A DNA nanorobot kills tumors by blocking the blood supply.

Solid tumors often develop an abnormal, excessive vasculature to meet the demand for nutrients and oxygen for cancer cell survival and growth. Blocking tumor vasculature is thus an attractive therapeutic strategy to starve tumor cells. However, it is critical that such a therapy could distinguish and block tumor blood vessels without affecting those in healthy tissues. Here, Li et al. offer a solution with a “smart,” tumor-hunting nanorobot design that uses DNA origami and encapsulated thrombin. The DNA robots selectively trigger intravascular thrombosis (blood clotting) in tumors, resulting in necrosis and inhibition of tumor growth in mouse models.
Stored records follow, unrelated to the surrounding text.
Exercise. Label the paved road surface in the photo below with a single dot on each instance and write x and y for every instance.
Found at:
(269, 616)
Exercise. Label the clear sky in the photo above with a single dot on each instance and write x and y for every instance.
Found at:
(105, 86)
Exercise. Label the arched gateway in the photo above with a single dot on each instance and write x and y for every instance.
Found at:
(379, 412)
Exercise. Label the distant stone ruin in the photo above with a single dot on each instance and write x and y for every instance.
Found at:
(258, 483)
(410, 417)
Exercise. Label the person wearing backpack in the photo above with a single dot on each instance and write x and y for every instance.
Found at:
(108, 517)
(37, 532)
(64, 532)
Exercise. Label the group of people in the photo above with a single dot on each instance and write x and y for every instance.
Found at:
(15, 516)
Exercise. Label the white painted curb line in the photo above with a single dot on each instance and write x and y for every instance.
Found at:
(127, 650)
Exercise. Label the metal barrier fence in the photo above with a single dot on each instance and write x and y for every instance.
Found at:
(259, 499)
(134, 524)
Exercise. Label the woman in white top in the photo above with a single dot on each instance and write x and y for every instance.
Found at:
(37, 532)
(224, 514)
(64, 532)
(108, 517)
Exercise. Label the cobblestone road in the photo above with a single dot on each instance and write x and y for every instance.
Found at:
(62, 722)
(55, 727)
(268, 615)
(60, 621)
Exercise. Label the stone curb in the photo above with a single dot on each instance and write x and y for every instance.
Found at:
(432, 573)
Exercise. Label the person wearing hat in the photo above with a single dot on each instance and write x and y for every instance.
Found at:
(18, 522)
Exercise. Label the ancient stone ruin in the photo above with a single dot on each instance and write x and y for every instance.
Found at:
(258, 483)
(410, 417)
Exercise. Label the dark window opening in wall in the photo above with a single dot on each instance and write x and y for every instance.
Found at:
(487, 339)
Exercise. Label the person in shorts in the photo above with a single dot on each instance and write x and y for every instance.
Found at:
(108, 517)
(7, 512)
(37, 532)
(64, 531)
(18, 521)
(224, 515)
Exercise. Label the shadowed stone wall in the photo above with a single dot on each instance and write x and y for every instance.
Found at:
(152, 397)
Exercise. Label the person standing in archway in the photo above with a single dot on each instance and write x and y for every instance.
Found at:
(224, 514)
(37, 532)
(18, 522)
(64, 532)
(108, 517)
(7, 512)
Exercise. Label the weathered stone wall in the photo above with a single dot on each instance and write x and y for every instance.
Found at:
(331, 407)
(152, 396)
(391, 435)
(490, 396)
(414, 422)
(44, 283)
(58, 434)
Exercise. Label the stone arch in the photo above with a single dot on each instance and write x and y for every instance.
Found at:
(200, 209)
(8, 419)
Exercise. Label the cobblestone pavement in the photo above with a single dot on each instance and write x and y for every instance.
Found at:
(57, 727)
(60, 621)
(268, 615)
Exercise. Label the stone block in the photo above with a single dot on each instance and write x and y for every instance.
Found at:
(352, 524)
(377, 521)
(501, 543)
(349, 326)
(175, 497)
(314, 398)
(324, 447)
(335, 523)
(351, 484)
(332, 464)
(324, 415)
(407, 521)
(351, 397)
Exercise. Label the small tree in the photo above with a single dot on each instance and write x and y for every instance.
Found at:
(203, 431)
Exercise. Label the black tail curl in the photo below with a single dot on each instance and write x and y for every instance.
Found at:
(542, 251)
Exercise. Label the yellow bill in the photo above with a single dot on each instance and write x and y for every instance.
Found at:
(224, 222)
The authors designed a nanorobot consisting of a DNA origami nanotube self-assembled from a rectangular DNA origami sheet, with thrombin molecules attached and shielded on the inner side. The nanotube is “zipped” with fastener strands containing DNA aptamers that recognize nucleolin proteins selectively expressed by tumor vasculature. Upon reaching the target, the nanotube is “unzipped” back to a sheet to expose thrombin molecules, which induce blood coagulation. The researchers first characterized the structure and configuration of the thrombin-functionalized nanorobots. They confirmed the catalytic activity of thrombin in the nanorobot, the closed and open states of the nanorobot, and the recognition of cell-surface nucleolin by the fastener strands. The authors then showed that the fasteners could dissociate upon binding to recombinant or endothelial-expressed nucleolin, which in turn exposed the encapsulated thrombin within the nanorobots to cause blood coagulation. Nanorobots injected into tumor-bearing mice accumulated in tumor vasculature but were cleared from normal organs. They further demonstrated advanced thrombosis in tumor vessels and inhibition of tumor growth in mouse models of breast cancer, melanoma, lung, and ovarian cancer. The authors evaluated the safety of the nanorobot system and showed there was no cytotoxicity in cell cultures, nor observable thrombi in the cerebral microcirculation or evidence of an inflammatory immune response in mice. Last, the safety of nanorobots was confirmed in Bama miniature pigs, which resemble human anatomy and physiology.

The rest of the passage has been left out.